Salem Saleh

Personal information
- Full name: Salem Saleh Al-Rejaibi
- Date of birth: 14 January 1991 (age 34)
- Place of birth: United Arab Emirates
- Height: 1.78 m (5 ft 10 in)
- Position(s): Forward

Youth career
- 2009–2010: Al-Wahda

Senior career*
- Years: Team / Apps / (Gls)
- 2010–2015: Al-Wahda / 80 / (8)
- 2015–2020: Al Nasr / 71 / (9)
- 2020–2024: Sharjah / 35 / (7)
- 2024–2025: Dibba Al-Hisn / 4 / (0)

International career^{‡}
- 2011–2019: United Arab Emirates / 12 / (5)

= Salem Saleh =

Emirati international footballer (born 1991)

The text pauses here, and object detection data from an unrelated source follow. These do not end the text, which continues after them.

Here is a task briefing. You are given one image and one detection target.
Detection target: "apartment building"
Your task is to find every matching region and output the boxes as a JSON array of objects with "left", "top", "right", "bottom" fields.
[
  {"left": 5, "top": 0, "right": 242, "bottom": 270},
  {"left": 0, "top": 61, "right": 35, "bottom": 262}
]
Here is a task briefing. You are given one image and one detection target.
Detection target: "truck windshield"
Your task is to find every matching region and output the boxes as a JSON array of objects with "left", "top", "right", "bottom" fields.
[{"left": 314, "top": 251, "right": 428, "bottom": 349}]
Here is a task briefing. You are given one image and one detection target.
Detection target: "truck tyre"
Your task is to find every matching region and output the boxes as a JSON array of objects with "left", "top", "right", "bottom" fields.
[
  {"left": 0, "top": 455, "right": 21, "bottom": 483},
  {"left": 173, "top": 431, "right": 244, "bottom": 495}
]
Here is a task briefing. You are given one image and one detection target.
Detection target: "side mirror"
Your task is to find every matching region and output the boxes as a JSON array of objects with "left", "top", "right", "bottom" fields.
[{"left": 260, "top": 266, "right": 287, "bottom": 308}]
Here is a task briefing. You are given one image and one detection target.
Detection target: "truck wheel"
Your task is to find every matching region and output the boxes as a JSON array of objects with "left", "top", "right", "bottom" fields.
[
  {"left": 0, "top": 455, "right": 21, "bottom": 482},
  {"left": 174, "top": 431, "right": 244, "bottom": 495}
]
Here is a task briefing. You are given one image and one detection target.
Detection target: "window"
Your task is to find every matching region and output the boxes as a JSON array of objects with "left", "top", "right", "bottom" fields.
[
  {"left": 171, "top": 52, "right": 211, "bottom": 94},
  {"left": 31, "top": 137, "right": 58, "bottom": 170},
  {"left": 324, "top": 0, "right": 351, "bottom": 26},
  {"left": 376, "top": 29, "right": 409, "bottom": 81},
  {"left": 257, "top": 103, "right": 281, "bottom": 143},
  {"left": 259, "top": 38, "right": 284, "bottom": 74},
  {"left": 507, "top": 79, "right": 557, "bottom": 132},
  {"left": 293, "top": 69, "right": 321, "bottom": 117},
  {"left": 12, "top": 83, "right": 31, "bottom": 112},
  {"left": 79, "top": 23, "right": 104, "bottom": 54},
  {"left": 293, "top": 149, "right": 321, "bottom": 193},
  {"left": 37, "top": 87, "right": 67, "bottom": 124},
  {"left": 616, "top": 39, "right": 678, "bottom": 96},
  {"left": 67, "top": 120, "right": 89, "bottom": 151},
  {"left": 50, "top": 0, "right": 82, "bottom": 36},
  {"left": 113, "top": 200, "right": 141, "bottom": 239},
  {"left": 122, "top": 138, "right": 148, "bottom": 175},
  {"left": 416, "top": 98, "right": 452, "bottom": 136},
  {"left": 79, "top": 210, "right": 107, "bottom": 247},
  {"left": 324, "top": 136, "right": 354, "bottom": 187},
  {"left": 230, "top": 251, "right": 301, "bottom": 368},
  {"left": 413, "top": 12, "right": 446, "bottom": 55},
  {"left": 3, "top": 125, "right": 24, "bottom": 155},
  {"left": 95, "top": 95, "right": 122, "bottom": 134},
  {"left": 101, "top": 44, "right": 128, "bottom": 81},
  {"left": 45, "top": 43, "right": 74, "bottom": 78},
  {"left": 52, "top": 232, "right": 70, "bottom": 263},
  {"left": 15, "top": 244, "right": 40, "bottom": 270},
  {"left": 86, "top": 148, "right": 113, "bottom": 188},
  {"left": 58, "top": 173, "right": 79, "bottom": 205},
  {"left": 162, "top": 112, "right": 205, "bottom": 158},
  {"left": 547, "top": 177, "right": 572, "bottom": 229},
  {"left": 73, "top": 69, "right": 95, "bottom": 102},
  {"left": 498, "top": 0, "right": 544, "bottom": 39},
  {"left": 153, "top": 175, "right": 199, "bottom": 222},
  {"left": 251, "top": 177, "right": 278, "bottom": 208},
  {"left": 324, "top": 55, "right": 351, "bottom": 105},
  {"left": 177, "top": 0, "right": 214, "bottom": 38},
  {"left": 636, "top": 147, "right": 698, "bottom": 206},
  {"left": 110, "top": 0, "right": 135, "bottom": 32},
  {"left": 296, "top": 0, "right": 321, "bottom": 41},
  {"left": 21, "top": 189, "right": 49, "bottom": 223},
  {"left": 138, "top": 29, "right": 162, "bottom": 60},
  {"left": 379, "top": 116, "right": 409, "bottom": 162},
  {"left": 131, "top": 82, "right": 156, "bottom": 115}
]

Salem Saleh Mussallam Salem Al-Rejaibi (سالم صالح; born 14 May 1991) is an Emirati international footballer who plays as a forward and midfielder. He played United Arab Emirates national football team in numerous competitions.

== International goals ==
Scores and results list United Arab Emirates' goal tally first.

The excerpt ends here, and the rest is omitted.